The office of HANNAH, supported by Leslie Lok and Sasa Zivkovic, can be a U.S.-based design and analysis application that has been experimenting with digital style and fabrication techniques through all kinds of comes from piece of furniture to urbanism. Each a professor on the university’s faculty of Architecture, Art and Planning, Leslie and Sasa run a studio with a focus on innovative design, where technology plays a vital role in their work, combined with a keen study of materials, new applications, and construction techniques, leading to highly inventive projects.
The Ash Shack, a robot-built, 3D printed prototype in New York State, is one of his most recent projects. The uniqueness of the project lies in the use of problematic ash wood, which its abundance is associated in the environmental issue of the area, as it has only a few reusable applications at the moment. The use of advanced and customized technology applied during this project has allowed the reuse of this material, which combined with an overlapping structure of concrete written in 3D, resulted in a very case study in the long term construction of the property. The final aesthetic of the cabin, on the other hand, remains natural and raw, integrating seamlessly with its surroundings, despite its modern construction.
Leslie Associate in Nursingd Sasa, speaking about the HANNAH work center, tells us more about this project and its technique.
HO: At HANNAH, our method is deliberately hybrid and there is a lot of feedback between technologies, styling strategies, materials and production tools. We tend to work at the same time with sketches, 3D models, physical models, total prototypes and digital simulations. Each style of operation has its own set of advantages and disadvantages. Together, the different ways of working tend to speak to each other, and at the same time inform us.
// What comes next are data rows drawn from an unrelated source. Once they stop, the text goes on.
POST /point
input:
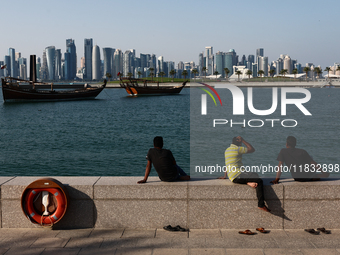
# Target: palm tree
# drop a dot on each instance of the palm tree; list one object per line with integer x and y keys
{"x": 249, "y": 72}
{"x": 328, "y": 69}
{"x": 260, "y": 72}
{"x": 238, "y": 72}
{"x": 185, "y": 73}
{"x": 172, "y": 73}
{"x": 306, "y": 70}
{"x": 151, "y": 69}
{"x": 161, "y": 74}
{"x": 194, "y": 71}
{"x": 108, "y": 76}
{"x": 227, "y": 71}
{"x": 272, "y": 72}
{"x": 295, "y": 72}
{"x": 204, "y": 70}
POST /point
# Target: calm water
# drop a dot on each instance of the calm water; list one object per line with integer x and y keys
{"x": 104, "y": 137}
{"x": 112, "y": 134}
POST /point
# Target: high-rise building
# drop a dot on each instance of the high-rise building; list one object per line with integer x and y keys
{"x": 72, "y": 65}
{"x": 88, "y": 46}
{"x": 96, "y": 63}
{"x": 209, "y": 60}
{"x": 50, "y": 57}
{"x": 108, "y": 60}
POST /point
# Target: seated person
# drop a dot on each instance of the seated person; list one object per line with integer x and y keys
{"x": 164, "y": 163}
{"x": 233, "y": 161}
{"x": 302, "y": 167}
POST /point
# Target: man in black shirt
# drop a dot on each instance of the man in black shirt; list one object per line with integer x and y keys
{"x": 164, "y": 163}
{"x": 301, "y": 165}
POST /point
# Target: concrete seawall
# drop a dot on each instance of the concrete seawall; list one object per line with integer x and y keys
{"x": 119, "y": 202}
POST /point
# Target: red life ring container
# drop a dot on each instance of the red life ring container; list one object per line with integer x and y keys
{"x": 50, "y": 219}
{"x": 30, "y": 203}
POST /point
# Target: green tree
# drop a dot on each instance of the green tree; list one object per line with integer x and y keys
{"x": 249, "y": 72}
{"x": 238, "y": 73}
{"x": 185, "y": 73}
{"x": 161, "y": 74}
{"x": 328, "y": 69}
{"x": 227, "y": 71}
{"x": 173, "y": 73}
{"x": 306, "y": 70}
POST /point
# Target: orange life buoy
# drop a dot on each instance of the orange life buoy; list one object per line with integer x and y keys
{"x": 50, "y": 219}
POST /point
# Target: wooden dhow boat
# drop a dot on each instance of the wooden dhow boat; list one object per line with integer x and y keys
{"x": 135, "y": 87}
{"x": 14, "y": 90}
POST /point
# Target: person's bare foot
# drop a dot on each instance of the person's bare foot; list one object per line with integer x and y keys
{"x": 264, "y": 208}
{"x": 252, "y": 184}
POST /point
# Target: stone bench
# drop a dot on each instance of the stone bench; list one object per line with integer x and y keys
{"x": 119, "y": 202}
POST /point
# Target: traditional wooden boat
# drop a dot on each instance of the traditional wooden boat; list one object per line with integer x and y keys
{"x": 136, "y": 87}
{"x": 23, "y": 90}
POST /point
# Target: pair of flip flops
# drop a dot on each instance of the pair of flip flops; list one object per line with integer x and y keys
{"x": 248, "y": 232}
{"x": 313, "y": 232}
{"x": 177, "y": 228}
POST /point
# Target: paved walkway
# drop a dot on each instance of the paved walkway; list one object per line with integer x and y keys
{"x": 161, "y": 242}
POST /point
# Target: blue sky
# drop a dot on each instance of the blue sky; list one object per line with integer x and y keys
{"x": 307, "y": 30}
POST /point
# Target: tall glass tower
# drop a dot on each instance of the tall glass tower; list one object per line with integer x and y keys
{"x": 71, "y": 48}
{"x": 88, "y": 46}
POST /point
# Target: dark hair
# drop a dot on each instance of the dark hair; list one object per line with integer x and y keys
{"x": 236, "y": 142}
{"x": 291, "y": 141}
{"x": 158, "y": 141}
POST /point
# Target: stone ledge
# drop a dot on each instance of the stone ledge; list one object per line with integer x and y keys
{"x": 119, "y": 202}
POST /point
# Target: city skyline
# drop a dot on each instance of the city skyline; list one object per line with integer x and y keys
{"x": 178, "y": 31}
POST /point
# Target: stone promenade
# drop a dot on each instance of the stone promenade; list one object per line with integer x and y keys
{"x": 161, "y": 242}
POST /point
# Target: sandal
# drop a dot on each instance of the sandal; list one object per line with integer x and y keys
{"x": 169, "y": 228}
{"x": 179, "y": 228}
{"x": 246, "y": 232}
{"x": 262, "y": 230}
{"x": 312, "y": 231}
{"x": 323, "y": 230}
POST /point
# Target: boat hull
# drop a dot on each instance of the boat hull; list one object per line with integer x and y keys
{"x": 16, "y": 94}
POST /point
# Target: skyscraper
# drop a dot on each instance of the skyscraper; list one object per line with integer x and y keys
{"x": 71, "y": 48}
{"x": 96, "y": 64}
{"x": 88, "y": 46}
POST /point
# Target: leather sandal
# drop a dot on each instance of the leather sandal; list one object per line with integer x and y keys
{"x": 246, "y": 232}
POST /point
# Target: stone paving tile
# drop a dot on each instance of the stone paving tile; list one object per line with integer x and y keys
{"x": 133, "y": 252}
{"x": 21, "y": 251}
{"x": 95, "y": 251}
{"x": 139, "y": 233}
{"x": 84, "y": 242}
{"x": 170, "y": 251}
{"x": 282, "y": 252}
{"x": 50, "y": 242}
{"x": 208, "y": 233}
{"x": 161, "y": 233}
{"x": 107, "y": 233}
{"x": 74, "y": 233}
{"x": 244, "y": 251}
{"x": 214, "y": 251}
{"x": 119, "y": 243}
{"x": 59, "y": 251}
{"x": 320, "y": 251}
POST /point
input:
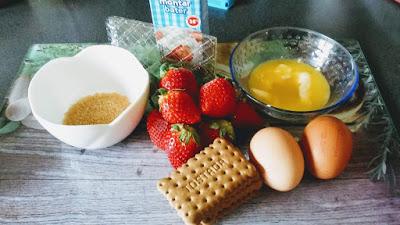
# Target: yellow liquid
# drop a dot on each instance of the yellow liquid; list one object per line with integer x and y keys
{"x": 289, "y": 84}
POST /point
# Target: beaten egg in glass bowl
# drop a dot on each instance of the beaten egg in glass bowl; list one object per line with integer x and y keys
{"x": 293, "y": 74}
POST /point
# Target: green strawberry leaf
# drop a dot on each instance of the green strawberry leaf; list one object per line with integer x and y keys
{"x": 3, "y": 121}
{"x": 164, "y": 68}
{"x": 11, "y": 126}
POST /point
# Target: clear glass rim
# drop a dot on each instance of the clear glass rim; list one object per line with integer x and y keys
{"x": 344, "y": 99}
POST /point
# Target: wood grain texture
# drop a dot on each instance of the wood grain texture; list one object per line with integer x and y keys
{"x": 43, "y": 181}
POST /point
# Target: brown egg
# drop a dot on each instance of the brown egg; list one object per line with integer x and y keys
{"x": 327, "y": 145}
{"x": 278, "y": 158}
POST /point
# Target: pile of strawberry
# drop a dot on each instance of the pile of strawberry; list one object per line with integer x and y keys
{"x": 188, "y": 117}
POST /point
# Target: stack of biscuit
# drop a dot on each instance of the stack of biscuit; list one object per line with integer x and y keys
{"x": 211, "y": 183}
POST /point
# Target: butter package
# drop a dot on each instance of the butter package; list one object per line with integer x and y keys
{"x": 180, "y": 13}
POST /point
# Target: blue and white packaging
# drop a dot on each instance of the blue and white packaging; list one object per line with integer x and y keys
{"x": 191, "y": 14}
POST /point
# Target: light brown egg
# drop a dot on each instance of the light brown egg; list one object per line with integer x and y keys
{"x": 327, "y": 145}
{"x": 278, "y": 158}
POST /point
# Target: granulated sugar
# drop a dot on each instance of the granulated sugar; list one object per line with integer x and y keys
{"x": 100, "y": 108}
HO: Our works represent an interplay between bottom-up processes that derive from digital fabrication technologies and top-down processes that derive from our own stylistic biases and the studio needs of a project. On the one hand, we want to play with the principles and constraints of fabrication and that we strongly embrace the bottom-up fabrication logics that are drawn from digital processes. HO: For the 3D printed concrete components of the cabin, we used Cornell RCL’s self-built 3D printer, known as Deadalus. Sasa designed and created the printer together with his students in 2016 and that HANNAH changed in 2018 to expand the overall size of the printer to 9x18x9 feet. For the ash wood part of the building, we have a tendency to use a recent 15-year-old KUKA KR200/2 that RCL purchased on eBay for $8,000. The KUKA golem was hacked and equipped with an oversized bandsaw in order to make it suitable for numerous types of robotic wood fabrication. The cab was designed and engineered by HANNAH, with support from Cornell RCL. We tend to use odd-toed ungulate for digital modeling and Grasshopper with the KUKA|prc plugin to drive the robot.
HO: In the case of the Ashen hut, the raw nature of the materials could be a pragmatic manifestation of the fabrication processes and material used. We tend to embrace the furnished and striated nature of 3D printed concrete, with all its imperfections. The horizontal lines are nothing more than the result of the manufacturing process, as are the resulting patterns of the formed concrete.
For the wood envelope, we have taken an identical approach. The envelope is constructed of wood from trees affected by the emerald ash borer, which threatens to eradicate billions of ash trees in North America. The 3D printed legs and base, for example, are categorized as individual elements along the connecting slab, which breaks up the amount of concrete and emphasizes a transition from horizontal to vertical systems: all concrete is horizontally grooved, per the development logic of 3D printing, while the wood is vertically grooved, to make the differentiation between the systems, referencing ancient barn building techniques in the area. Separately, the systems express the tectonic logic with other nuances. The ornamentation of the 3D printed concrete floor, for example, is another direct result and expression of the manufacturing process. On the wooden facade, for example, the door surface gently peels outward to form an oversized doorknob. In addition to most
In addition to most systems, ash wood and 3D printed concrete, we tend to also use “normal” materials such as laminate for black window frames or wood joists for domed surface ceilings.
HO: Ten BEF-infested ash trees with their natural geometries were used in the ash hut development. We tend to use a cross section of typical Cornell Arnot forest ash trees, some of which we tend to pluck straight and others curved. Our analysis team used hand scanners to obtain a digital version of all the logs, with which it was customary to calibrate our initial styles based on the obtainable materials and geometries. After completing this first styling method, we used 3D scanning to index the logs that were assembled in front of the golem for fabrication. By being 3D scanned in place, we adjust the trajectory of the cutting implement for the robot, matching the digital model to physical reality. 3D scanning enables the U.S.A. Accurately and methodically cut irregular log geometries with robotic equipment.